What do the changes in caching mean, is it something adobe can correct with a update?
CS6 performs slightly better than CS5.5, but there is a weird thing going on when you compare direct export versus using the AME queue. AME queue is around 20% slower than direct export with MPEG2-DVD, but 30% faster than direct export with H.264. However DV AVI is around 3 times slower with the queue versus direct export. Sizable differences and I have not yet received a clear explanation from Adobe as to the cause of this.

The changes in caching between CS5 and CS5.5 have shown that our MPEG2-DVD test was the culprit, because it contained three identical nested sequences after each other, something that will never happen in real life, but that we did to keep the download size small. CS5 could cache the transcoding results from the first instance and was clever enough to use those results for the second and third instance. That no longer happens in CS5.5 and CS6 and that is why the same test takes about three times as long in comparison to CS5.
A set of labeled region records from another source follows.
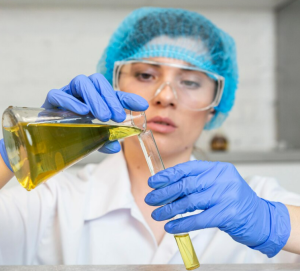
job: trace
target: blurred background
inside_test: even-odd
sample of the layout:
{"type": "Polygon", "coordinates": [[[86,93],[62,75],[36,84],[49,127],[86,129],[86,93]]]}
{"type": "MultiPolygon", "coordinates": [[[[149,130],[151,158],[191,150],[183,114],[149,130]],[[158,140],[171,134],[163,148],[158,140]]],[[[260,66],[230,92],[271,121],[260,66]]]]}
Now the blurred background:
{"type": "Polygon", "coordinates": [[[40,107],[50,89],[94,73],[113,31],[142,6],[199,12],[236,41],[235,106],[221,129],[203,133],[195,156],[232,162],[244,177],[273,176],[300,193],[299,0],[0,0],[0,112],[40,107]],[[212,150],[213,139],[223,151],[212,150]]]}

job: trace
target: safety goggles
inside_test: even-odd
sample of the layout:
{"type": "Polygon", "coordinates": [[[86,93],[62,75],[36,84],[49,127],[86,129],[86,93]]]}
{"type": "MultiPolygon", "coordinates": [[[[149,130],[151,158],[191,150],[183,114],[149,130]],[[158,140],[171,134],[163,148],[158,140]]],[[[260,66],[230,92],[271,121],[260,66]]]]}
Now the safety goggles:
{"type": "Polygon", "coordinates": [[[169,87],[182,105],[193,111],[204,111],[219,104],[224,77],[194,66],[128,60],[115,62],[113,87],[138,94],[148,101],[169,87]]]}

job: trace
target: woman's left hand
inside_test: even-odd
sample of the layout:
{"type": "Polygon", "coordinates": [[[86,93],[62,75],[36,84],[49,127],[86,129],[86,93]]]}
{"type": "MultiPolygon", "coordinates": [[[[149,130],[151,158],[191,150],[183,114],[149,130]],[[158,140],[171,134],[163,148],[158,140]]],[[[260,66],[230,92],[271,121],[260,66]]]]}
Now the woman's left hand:
{"type": "Polygon", "coordinates": [[[145,202],[164,205],[152,213],[157,221],[203,210],[168,222],[169,233],[217,227],[269,257],[288,240],[291,226],[285,205],[258,197],[232,164],[190,161],[160,171],[148,183],[155,190],[145,202]]]}

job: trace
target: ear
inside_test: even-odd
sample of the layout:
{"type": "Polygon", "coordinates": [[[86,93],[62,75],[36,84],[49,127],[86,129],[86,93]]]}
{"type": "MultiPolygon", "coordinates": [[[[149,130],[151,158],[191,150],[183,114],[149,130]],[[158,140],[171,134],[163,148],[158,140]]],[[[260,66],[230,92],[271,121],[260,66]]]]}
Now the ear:
{"type": "Polygon", "coordinates": [[[206,123],[210,122],[213,116],[215,115],[216,110],[214,108],[209,109],[206,117],[206,123]]]}

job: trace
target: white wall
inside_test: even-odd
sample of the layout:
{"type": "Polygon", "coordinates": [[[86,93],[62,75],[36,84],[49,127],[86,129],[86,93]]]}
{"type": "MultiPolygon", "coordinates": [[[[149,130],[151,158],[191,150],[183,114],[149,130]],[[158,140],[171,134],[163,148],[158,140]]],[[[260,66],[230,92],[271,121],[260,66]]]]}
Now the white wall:
{"type": "MultiPolygon", "coordinates": [[[[92,74],[110,35],[130,12],[114,8],[0,7],[0,112],[39,107],[51,88],[92,74]]],[[[197,10],[200,11],[200,10],[197,10]]],[[[237,43],[240,84],[223,127],[231,150],[275,145],[275,15],[271,10],[201,9],[237,43]]],[[[0,134],[1,136],[1,134],[0,134]]],[[[198,145],[206,149],[210,133],[198,145]]]]}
It is a problem in the test and not something to worry about in practical life and that is why we have overhauled and modified the tests to avoid these kind of issues in the CS6 version of PPBM6, which is not yet ready BTW.

@ Mike:

The faster the CPU in the system, the less need or even benefit you will have from trans-coding. If you have a dated Q6600 CPU @ stock speed, you will probably benefit from trans-coding, but if you have a fast CPU, like the i7-2600 or i7-3930, trans-coding to an intermediate format will not be beneficial at all, it will only slow you down. Your i7-860 will probably not gain anything from trans-coding either. It is a balance between bigger file size and the inherent memory and disk requirements on the one hand and the CPU load on the other. In your specific case the bigger files will likely offset a lower CPU load due to the limited memory in your system.